Angry commuters will get their chance to put questions to the boss of GTR at a public meeting in Hove next week.
The Q&A has been arranged by Hove MP Peter Kyle, who says he has been forced to sofa surf during the recent rail chaos to make sure he gets to the House of Commons on time.
This follows the setting up of a cross-party group to scrutinise Southern services, co-chaired by Mr Kyle and Sir Nicholas Soames.
No time or location has yet been announced, but the meeting will be held on Saturday, July 2.
“I know that every single passenger leaving Hove and Brighton these days has horror story to tell of cancellations, massive delays, and inhumane overcrowding. It’s made worse by a lack of information and a level of customer service that seems to lack all caring for your welfare.
“Being an MP served by Southern is like having constant toothache because I’m always aware of how much you suffer. At times I have been promised improved service by ministers or train bosses which I have passed on to you in good faith but then things only got worse. Their incompetence has given you cause to doubt my integrity and I simply cannot bear it.

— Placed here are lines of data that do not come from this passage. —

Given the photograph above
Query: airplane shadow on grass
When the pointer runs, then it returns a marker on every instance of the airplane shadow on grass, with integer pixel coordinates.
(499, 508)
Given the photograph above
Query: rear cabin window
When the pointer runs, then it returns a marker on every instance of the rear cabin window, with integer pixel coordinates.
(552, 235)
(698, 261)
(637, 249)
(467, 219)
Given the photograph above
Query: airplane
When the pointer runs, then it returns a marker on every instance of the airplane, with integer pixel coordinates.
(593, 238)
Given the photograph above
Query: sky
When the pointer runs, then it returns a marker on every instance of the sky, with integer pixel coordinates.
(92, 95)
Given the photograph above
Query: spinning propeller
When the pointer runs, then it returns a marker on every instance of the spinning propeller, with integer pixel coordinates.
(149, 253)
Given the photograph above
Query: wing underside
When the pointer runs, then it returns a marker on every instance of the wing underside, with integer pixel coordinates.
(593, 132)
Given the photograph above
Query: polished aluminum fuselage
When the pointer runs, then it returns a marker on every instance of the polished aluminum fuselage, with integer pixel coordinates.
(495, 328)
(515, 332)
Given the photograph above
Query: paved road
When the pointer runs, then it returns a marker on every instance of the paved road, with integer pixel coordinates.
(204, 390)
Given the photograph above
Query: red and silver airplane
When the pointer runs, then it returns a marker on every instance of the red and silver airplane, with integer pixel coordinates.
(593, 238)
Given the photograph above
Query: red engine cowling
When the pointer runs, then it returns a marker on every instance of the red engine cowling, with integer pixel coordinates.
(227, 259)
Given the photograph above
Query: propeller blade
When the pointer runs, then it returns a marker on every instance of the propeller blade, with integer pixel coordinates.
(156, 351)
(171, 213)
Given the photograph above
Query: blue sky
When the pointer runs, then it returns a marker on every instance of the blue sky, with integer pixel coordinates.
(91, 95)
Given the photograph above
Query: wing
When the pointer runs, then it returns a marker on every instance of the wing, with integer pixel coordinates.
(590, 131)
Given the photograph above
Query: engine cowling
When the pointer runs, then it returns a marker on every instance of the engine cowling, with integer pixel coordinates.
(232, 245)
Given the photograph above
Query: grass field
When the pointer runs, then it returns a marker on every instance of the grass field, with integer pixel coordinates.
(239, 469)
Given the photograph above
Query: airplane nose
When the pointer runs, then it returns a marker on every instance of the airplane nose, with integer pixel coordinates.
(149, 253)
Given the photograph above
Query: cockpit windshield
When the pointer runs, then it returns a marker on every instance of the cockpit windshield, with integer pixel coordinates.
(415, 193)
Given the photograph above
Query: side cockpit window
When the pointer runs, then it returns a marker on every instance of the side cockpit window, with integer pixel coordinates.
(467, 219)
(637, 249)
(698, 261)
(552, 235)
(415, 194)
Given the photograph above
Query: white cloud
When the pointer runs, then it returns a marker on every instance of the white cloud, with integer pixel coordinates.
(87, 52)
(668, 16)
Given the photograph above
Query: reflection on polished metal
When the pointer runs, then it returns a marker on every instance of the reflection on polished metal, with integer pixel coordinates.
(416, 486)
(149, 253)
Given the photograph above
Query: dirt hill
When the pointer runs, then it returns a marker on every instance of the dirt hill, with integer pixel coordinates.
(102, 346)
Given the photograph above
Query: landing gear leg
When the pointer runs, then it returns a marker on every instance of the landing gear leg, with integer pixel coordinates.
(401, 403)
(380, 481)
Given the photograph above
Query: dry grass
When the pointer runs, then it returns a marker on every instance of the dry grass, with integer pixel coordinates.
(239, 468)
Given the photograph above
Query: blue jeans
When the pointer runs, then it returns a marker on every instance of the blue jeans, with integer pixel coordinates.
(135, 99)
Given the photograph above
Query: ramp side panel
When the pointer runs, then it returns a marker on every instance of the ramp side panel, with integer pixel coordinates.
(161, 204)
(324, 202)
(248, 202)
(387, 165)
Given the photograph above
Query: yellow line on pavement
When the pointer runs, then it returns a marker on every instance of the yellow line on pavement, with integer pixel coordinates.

“Loads of people assume I get driven around in fancy cars, but I don’t. A decade ago I earnestly sold my car in the name of doing better for the environment and have relied entirely on busses and trains ever since. It was liberating in many ways, but when public transport fails I’ve been stranded along with everyone else. These days I usually sofa-surf with friends in London when parliament is sitting because I can’t trust Southern to get me to parliament every day (and often I leave too late for the last train) so I don’t travel every day, but 34,000 people from our city do.
“As a backbench opposition MP my power is limited. But I’ve worked my socks off this past year to learn how MP’s like me can make the biggest difference. You already know that I repeatedly challenge ministers in meetings and in the chamber, and I’ve told you about my campaigns for loos on coastal routes and for improved compensation schemes for passengers. I’ve even work-shadowed a train driver to learn about the job. But I’ve also been working really hard to deliver better transparency and accountability directly to you and to find ways of exerting as much pressure on the rail companies and government as possible.
“I want the train company to answer directly to you. So I have arranged for the boss of Govia Thameslink (GTR), the parent company of Southern, to come to Hove on the 2 July and appear at a public meeting that I’ll chair. This will be your opportunity to listen, challenge, quiz, and discuss our rail service with the chief operating officer of our rail company. I will announce timings, location, and details on how to register for the meeting soon after the referendum but I wanted you to know about it without delay.
“Secondly I am establishing the first all-party group of MP’s specifically dedicated to scrutinising, challenging, and supporting improvement of the Southern commuter services between London and Brighton & Hove. The rail service crosses political as well as geographic boundaries so I’ve been working really hard to gain support of other political parties and MP’s. Sir Nicholas Soames, the Conservative MP for Mid Sussex is setting the group up with me and we will be joint chairs. Together we have already met with the CEO of GTR and government ministers and both have assured us of full cooperation with the group. I’m really pleased that Caroline Lucas will also play a leading role.
“By working together as a united group of MP’s we will have far more power than we do as individuals. I’ll work with whoever it takes to make the life of Hove and Portslade passengers better.
“I’ve learned loads from my year on the BIS Select Committee and how it challenges both government and business with its inquiries and evidence sessions. I envisage a similar approach with our group.
“We’ve all been really frantic on the referendum campaign so we will have our first meeting soon afterwards to figure out the detail of how we will operate and ensure that passengers, passenger groups, and other experts all have a voice.
“More detail will follow but I wanted you to know about these developments as soon as possible. I am desperately keen to actually do something that will make the life of commuters and passengers better. All I care about is what will make your journey home from work better than the one you took in the morning, and the journeys you take next week better than those of this week.
“I hear your anger loud and clear. I share your anger. And I promise I am doing everything I possibly can to make a difference.”